How are stock-market benchmarks performing?
Futures for the Dow Jones Industrial Average YM00, +0.55% YMU20, +0.55% were up 186 points, or 0.7%, at 28,532, those for the S&P 500 ES00, +0.17% ESU20, +0.17% were up 6.50 points at 3,468, a rise of 0.2%, while Nasdaq-100 futures NQ00, -0.72% NQU20, -0.72% were off 99 points at 11,701.50, a decline of 0.8%, off its worst levels of the early session.
On Thursday, the Dow DJIA, -2.77% DJIA, -2.77% ended with a loss of 807.77 points, or 2.8%, at 28,292.73, after dropping more than 1,000 points at its session low. The S&P 500 SPX, -3.51% closed 125.78 points lower, down 3.5%, at 3,455.06. The Nasdaq Composite COMP, -4.96% tumbled 598.34 points, or 5%, to end at 11,458.10. The declines marked the biggest one-day drops for all three indexes since June.
The fall came a day after the S&P 500 claimed its 22nd record close of the year, while the tech-heavy Nasdaq Composite arrived at its 43rd such all-time high and the Dow topped the 29,000 level for the first time since February. Thursday’s fall snapped a four-day win streak for the Nasdaq and a 10-day run of gains for the S&P 500’s tech sector.
In One Chart:Tech stocks and the rest of the market are both very expensive — but for very different reasons
What’s driving the market?
Markets early Friday were attempting to process a better-than-expected jobs report against the backdrop of the worst single-day decline since June produced on Thursday.

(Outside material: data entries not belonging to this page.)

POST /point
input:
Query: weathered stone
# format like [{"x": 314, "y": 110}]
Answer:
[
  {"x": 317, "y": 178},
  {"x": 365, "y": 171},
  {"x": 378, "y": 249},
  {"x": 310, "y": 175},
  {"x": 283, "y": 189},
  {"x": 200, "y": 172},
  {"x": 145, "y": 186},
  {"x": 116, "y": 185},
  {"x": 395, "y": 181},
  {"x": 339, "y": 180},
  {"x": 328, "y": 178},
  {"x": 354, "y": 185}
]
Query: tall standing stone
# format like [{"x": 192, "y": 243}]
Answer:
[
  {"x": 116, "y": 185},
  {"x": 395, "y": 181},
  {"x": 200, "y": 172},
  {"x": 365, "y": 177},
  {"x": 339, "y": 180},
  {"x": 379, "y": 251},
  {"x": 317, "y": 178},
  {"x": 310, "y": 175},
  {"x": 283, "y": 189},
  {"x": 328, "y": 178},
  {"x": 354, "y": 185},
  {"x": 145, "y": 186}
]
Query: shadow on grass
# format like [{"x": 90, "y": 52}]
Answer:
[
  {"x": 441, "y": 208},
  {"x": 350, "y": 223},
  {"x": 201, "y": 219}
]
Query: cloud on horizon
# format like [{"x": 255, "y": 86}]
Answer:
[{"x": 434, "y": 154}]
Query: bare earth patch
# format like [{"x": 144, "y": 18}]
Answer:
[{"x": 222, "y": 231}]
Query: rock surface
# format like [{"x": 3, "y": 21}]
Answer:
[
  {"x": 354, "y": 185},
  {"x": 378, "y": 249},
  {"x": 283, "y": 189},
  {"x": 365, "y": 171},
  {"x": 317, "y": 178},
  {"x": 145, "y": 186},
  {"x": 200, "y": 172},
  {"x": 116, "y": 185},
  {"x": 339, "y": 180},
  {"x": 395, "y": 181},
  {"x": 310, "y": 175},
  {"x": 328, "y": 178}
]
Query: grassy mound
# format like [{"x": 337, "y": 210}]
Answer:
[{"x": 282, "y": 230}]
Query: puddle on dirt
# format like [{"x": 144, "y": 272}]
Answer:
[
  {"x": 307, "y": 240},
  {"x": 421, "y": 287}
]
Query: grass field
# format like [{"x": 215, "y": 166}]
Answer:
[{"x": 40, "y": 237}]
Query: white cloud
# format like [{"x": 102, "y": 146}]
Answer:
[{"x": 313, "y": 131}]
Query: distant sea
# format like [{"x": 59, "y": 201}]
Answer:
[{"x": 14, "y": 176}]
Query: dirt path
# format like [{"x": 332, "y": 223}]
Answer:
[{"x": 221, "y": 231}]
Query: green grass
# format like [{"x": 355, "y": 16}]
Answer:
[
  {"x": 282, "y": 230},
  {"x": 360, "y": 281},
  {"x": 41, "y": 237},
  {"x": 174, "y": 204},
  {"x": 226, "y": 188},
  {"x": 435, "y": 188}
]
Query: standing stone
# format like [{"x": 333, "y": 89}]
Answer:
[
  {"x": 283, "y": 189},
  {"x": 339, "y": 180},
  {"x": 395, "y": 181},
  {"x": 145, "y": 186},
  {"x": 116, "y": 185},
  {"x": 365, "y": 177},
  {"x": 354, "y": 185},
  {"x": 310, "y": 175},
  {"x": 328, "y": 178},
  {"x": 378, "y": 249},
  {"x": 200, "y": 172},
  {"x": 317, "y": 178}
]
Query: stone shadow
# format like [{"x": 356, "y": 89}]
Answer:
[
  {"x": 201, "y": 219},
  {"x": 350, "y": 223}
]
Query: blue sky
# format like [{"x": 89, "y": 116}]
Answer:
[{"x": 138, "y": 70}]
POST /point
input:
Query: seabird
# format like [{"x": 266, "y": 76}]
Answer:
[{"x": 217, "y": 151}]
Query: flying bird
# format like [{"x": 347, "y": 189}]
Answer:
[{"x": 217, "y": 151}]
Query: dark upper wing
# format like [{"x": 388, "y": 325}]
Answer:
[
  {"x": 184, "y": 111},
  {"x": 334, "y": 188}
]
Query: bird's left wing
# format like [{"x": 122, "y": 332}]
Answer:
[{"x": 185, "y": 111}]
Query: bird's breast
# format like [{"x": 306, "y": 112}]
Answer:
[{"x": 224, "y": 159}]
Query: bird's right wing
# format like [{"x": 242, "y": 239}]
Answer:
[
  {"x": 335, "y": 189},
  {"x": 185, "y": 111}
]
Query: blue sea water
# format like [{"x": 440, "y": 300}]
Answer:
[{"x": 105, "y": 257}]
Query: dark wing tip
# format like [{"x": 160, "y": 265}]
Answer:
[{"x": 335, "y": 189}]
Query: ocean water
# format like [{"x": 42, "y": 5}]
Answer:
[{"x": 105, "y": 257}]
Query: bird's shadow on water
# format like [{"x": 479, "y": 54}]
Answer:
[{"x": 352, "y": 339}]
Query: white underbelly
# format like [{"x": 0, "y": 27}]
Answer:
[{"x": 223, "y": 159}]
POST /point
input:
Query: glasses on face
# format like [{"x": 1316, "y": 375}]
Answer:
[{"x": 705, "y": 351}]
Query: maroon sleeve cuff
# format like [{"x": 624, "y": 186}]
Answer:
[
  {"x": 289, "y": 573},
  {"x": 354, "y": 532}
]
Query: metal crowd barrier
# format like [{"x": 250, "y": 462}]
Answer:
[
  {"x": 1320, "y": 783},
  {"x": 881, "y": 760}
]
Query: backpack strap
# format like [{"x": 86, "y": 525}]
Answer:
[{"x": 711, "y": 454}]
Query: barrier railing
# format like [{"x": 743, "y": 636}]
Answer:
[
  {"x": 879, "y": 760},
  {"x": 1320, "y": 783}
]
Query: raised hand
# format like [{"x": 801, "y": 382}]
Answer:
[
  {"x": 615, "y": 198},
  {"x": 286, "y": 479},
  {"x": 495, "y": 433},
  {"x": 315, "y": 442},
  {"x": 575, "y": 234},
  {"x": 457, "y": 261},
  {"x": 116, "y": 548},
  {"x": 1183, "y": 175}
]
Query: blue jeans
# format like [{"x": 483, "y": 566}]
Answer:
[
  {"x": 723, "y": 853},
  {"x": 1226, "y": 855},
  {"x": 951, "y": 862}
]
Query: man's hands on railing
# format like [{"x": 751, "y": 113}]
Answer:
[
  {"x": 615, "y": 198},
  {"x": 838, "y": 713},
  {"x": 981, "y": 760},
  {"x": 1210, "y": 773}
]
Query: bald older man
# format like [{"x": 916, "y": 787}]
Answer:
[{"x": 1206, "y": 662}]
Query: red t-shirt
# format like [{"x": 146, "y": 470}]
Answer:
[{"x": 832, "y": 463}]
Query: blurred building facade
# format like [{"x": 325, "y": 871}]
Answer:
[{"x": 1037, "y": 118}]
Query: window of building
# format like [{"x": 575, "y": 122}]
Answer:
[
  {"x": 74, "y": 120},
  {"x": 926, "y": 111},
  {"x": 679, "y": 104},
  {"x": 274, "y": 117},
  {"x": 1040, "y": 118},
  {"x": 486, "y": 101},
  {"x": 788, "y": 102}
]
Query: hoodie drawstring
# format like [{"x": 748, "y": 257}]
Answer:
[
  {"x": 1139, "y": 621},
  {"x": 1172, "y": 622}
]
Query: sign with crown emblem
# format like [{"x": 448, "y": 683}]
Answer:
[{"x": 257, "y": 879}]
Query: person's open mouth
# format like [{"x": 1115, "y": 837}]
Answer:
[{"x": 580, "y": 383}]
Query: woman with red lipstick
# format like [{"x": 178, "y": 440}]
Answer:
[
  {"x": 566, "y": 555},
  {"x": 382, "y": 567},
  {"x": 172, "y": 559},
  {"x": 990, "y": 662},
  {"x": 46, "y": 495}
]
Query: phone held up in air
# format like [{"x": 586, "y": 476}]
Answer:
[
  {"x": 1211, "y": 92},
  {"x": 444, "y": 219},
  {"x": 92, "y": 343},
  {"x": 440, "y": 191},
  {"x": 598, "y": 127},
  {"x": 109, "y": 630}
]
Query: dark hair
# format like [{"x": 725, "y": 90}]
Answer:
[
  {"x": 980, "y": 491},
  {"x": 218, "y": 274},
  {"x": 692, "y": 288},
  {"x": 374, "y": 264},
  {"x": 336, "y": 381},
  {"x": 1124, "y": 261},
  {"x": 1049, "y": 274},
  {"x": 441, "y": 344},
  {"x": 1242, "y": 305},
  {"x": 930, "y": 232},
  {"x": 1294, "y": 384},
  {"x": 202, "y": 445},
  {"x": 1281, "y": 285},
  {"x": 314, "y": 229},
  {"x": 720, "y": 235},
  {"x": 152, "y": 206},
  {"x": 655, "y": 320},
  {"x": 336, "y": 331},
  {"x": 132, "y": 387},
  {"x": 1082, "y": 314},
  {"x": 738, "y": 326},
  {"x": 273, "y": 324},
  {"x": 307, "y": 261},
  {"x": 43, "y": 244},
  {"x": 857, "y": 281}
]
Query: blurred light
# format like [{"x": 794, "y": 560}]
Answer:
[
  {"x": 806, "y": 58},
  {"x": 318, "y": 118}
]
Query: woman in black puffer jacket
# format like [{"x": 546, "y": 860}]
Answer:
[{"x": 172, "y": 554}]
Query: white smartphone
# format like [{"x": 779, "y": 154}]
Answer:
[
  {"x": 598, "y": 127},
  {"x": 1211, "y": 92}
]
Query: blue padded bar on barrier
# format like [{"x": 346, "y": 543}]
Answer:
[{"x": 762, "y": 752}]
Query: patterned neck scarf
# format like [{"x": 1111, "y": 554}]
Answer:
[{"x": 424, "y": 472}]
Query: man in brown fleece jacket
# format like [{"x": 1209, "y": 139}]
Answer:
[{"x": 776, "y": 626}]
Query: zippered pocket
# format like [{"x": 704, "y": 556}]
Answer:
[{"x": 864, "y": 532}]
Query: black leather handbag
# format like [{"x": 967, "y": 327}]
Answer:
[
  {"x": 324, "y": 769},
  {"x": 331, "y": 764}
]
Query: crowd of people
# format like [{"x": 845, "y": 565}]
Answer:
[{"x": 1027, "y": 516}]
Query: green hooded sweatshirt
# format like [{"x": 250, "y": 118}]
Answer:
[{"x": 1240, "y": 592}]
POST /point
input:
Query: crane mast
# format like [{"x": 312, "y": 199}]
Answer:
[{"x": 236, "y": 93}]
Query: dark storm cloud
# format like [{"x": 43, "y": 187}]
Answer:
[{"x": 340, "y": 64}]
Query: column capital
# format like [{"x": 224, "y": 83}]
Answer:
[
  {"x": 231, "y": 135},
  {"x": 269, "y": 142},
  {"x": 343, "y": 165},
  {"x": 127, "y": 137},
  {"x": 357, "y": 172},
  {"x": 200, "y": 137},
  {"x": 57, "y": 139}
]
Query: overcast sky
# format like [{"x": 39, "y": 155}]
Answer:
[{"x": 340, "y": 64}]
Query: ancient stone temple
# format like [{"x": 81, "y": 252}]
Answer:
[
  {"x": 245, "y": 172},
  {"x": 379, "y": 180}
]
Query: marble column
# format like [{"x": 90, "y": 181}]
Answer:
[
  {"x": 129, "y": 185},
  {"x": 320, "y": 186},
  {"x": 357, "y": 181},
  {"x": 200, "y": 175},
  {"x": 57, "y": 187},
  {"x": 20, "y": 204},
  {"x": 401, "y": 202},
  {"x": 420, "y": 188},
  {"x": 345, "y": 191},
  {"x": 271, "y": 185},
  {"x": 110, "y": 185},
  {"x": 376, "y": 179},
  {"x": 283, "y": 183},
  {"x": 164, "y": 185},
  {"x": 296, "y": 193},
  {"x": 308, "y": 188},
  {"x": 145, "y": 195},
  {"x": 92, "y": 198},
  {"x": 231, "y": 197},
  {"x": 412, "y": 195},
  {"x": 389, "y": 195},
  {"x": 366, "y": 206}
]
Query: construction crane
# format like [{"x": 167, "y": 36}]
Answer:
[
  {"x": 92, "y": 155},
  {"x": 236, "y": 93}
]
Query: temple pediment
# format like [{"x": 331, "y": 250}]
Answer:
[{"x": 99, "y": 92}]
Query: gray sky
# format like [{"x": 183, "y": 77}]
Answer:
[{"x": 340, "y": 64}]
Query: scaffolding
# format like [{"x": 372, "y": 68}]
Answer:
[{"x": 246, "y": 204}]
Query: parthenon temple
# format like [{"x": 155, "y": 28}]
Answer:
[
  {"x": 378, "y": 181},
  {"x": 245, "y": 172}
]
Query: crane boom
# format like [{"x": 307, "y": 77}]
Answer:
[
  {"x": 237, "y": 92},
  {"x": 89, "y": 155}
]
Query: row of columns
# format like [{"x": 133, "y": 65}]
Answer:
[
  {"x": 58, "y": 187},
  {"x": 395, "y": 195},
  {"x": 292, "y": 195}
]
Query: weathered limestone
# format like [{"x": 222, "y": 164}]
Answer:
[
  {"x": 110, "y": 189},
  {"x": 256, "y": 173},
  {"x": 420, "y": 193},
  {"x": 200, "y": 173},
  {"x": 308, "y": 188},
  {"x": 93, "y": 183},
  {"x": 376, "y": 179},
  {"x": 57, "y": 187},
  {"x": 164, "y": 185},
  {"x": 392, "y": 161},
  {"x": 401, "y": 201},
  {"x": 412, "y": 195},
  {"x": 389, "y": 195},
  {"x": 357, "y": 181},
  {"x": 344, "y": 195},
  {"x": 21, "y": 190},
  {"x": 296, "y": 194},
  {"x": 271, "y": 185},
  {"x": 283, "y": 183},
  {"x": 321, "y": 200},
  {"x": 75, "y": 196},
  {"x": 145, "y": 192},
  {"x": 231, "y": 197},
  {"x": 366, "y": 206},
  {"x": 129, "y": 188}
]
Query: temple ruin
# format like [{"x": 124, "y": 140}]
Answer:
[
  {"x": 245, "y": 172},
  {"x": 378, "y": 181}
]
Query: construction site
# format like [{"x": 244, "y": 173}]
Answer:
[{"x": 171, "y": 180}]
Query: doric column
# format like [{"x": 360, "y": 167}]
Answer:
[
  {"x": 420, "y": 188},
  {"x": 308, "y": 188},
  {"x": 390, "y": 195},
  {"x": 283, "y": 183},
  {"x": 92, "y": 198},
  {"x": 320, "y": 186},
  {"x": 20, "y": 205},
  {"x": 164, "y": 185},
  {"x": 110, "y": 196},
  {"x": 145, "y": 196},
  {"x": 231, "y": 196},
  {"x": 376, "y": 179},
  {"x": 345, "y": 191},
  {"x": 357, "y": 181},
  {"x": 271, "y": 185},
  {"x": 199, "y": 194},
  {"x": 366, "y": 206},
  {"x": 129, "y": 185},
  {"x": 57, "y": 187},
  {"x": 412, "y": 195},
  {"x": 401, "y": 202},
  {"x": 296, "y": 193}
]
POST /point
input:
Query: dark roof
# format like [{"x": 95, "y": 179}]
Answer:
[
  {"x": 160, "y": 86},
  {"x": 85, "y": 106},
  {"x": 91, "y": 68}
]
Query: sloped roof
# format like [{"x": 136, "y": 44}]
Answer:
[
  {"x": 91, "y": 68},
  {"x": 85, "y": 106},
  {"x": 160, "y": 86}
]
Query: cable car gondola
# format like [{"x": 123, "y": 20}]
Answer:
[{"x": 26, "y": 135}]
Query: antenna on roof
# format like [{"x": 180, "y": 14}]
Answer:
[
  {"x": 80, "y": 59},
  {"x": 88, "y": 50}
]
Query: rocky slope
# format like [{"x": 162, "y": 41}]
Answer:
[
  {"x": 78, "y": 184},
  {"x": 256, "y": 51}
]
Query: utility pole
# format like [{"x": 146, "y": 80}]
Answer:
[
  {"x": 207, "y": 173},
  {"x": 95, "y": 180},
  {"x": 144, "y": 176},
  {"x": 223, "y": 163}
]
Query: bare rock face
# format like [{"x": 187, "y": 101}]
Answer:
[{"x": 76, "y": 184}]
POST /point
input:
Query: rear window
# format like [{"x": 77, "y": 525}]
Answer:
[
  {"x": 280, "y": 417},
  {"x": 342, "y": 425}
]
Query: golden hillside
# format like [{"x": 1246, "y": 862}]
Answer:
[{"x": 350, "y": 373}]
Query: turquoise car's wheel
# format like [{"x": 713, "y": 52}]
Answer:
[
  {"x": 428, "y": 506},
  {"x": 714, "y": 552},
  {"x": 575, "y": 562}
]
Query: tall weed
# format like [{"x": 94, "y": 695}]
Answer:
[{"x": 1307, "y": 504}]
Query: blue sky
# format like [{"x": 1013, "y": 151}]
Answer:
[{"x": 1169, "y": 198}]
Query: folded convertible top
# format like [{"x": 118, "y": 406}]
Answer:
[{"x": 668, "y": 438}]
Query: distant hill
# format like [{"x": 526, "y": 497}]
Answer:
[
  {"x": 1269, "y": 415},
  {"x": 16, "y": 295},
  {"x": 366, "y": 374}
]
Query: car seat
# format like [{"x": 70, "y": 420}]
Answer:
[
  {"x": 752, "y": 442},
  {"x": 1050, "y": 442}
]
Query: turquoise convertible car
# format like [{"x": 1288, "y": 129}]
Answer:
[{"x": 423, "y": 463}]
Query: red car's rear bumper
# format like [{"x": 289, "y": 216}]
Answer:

Data from the Labor Department showed that the economy regained 1.4 million jobs in August and the unemployment rate fell to 8.4% from 10.2%. Economists polled by MarketWatch had predicted an increase of 1.2 million jobs.
Private-sector payrolls rose by a smaller 1 million. Hours worked rose 0.1 hour to 34.6 hours. The increase in hiring in July was reduced slightly to 1.73 million. Job gains in June were little changed at 4.79 million.
Some investment bulls believe that Thursday’s downturn wasn’t indicative of a broader unraveling of the overall upbeat momentum for equities.
Peter Cardillo, chief market economist at Spartan Capital Securities, said “we don’t think yesterdays plunge will turn into meaningful correction.”
“In other words, yesterdays decline is likely to be short lived as rotation maybe unfolding,” he said.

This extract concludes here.